Beyond keywords: modeling the semantic complexity of deceptive communication on instant messaging platforms

Author:
Xu, Shuo; Ding, Zhanyi; Wei, Zijing; Yang, Chao Peter; Li, Yixiang; Chen, Xuanjie; Wang, Hailiang
Publication:
Journal of Computational Social Science
Year:
2026

Instant messaging platforms such as Telegram enable rapid information exchange but also facilitate deceptive messaging at scale. In this study, we examine Telegram spam detection through a hierarchy of models that vary in linguistic modeling capacity, from interpretable lexical baselines (Logistic Regression, Random Forest, LightGBM) to sequential (GRU) and context-aware transformer representations (ALBERT).
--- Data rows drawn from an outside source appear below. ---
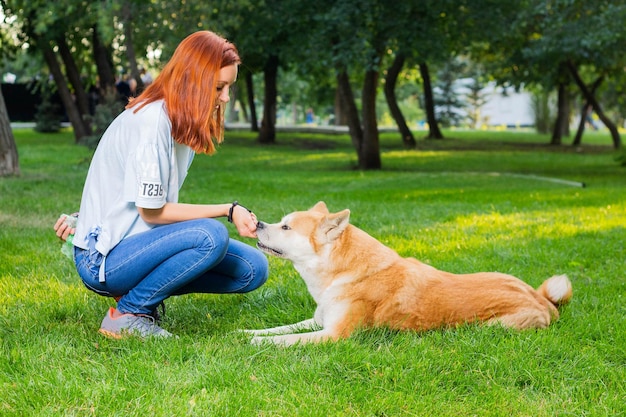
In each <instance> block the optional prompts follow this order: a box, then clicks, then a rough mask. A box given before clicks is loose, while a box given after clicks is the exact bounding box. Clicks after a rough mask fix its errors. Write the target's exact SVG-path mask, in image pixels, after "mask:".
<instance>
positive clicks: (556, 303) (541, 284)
mask: <svg viewBox="0 0 626 417" xmlns="http://www.w3.org/2000/svg"><path fill="white" fill-rule="evenodd" d="M537 292H539V294H541V295H542V296H543V297H545V298H547V299H548V300H550V302H551V303H552V304H554V305H555V306H559V305H562V304H566V303H567V302H568V301H569V300H570V299H571V298H572V283H571V282H570V280H569V278H567V275H555V276H553V277H552V278H548V279H547V280H545V281H544V282H543V284H541V285H540V286H539V288H537Z"/></svg>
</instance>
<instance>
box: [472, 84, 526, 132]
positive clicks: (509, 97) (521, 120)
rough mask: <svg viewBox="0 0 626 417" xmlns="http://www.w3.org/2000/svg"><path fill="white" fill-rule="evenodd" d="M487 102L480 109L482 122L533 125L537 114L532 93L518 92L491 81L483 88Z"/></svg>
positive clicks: (510, 124) (512, 124)
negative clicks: (532, 96)
mask: <svg viewBox="0 0 626 417" xmlns="http://www.w3.org/2000/svg"><path fill="white" fill-rule="evenodd" d="M482 91H483V93H484V94H485V99H486V100H487V101H486V102H485V104H484V105H483V106H482V107H481V109H480V115H481V117H480V119H481V123H482V124H485V125H487V126H533V125H534V124H535V114H534V112H533V107H532V96H531V94H530V93H527V92H524V91H521V92H516V91H515V90H514V89H512V88H508V89H505V88H503V87H500V86H496V85H495V83H489V84H488V85H487V86H486V87H485V88H484V89H483V90H482Z"/></svg>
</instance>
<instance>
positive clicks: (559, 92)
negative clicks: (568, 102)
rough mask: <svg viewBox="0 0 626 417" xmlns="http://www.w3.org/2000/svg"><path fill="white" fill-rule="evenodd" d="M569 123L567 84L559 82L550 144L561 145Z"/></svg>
mask: <svg viewBox="0 0 626 417" xmlns="http://www.w3.org/2000/svg"><path fill="white" fill-rule="evenodd" d="M568 124H569V105H568V101H567V86H566V85H565V83H563V82H561V83H559V89H558V98H557V112H556V121H555V122H554V128H553V129H552V139H551V141H550V145H561V143H562V138H563V135H564V133H565V130H566V129H567V125H568Z"/></svg>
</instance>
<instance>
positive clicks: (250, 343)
mask: <svg viewBox="0 0 626 417" xmlns="http://www.w3.org/2000/svg"><path fill="white" fill-rule="evenodd" d="M268 339H270V338H269V337H265V336H254V337H253V338H252V339H251V340H250V344H251V345H253V346H262V345H267V344H269V343H271V340H268Z"/></svg>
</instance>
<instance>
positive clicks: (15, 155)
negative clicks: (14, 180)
mask: <svg viewBox="0 0 626 417" xmlns="http://www.w3.org/2000/svg"><path fill="white" fill-rule="evenodd" d="M19 174H20V166H19V160H18V155H17V146H16V145H15V138H14V137H13V131H12V130H11V121H10V120H9V114H8V113H7V107H6V104H5V102H4V96H3V95H2V90H0V177H6V176H9V175H19Z"/></svg>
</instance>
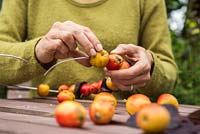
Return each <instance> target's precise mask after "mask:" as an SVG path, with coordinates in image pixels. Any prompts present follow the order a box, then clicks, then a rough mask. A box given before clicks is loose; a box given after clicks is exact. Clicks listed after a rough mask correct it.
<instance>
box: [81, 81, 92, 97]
mask: <svg viewBox="0 0 200 134" xmlns="http://www.w3.org/2000/svg"><path fill="white" fill-rule="evenodd" d="M91 89H92V87H91V85H90V84H88V83H84V84H82V85H81V87H80V93H81V97H83V96H89V95H90V94H91Z"/></svg>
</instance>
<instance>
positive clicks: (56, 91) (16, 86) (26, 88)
mask: <svg viewBox="0 0 200 134" xmlns="http://www.w3.org/2000/svg"><path fill="white" fill-rule="evenodd" d="M7 87H8V89H28V90H38V88H36V87H29V86H21V85H12V86H10V85H9V86H8V85H7ZM49 92H52V93H58V91H57V90H49Z"/></svg>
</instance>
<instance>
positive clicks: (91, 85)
mask: <svg viewBox="0 0 200 134" xmlns="http://www.w3.org/2000/svg"><path fill="white" fill-rule="evenodd" d="M90 86H91V93H93V94H97V93H98V92H99V90H100V88H101V87H99V83H98V82H94V83H92V84H91V85H90Z"/></svg>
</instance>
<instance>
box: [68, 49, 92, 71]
mask: <svg viewBox="0 0 200 134" xmlns="http://www.w3.org/2000/svg"><path fill="white" fill-rule="evenodd" d="M70 56H71V57H73V58H78V57H86V58H85V59H78V60H76V61H77V62H78V63H80V64H81V65H83V66H86V67H90V66H91V64H90V61H89V56H88V55H87V54H85V53H83V52H81V51H78V50H74V51H70Z"/></svg>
Using a harmonized preprocessing and evaluation pipeline on 20,348 labeled messages, we compare predictive performance across metrics (F1, ROC–AUC, PR–AUC, calibration) and assess pairwise differences via McNemar’s test with multiple-comparison correction. Across all metrics, ALBERT achieves the strongest performance and substantially improves spam-class detection relative to lexical models. This performance gap is consistent with the presence of a subset of deceptive messages whose signals are less concentrated in surface keywords and more distributed across context. However, improved performance may also reflect differences in model capacity and inductive bias, benefits from large-scale pretraining, and stronger handling of sparse patterns via contextual and subword representations. Accordingly, we interpret the proposed “complex tier” as an operational characterization of lexically subtle spam in this corpus, and we suggest that keyword-based moderation may be insufficient on its own to capture the full spectrum of deceptive messaging observed here.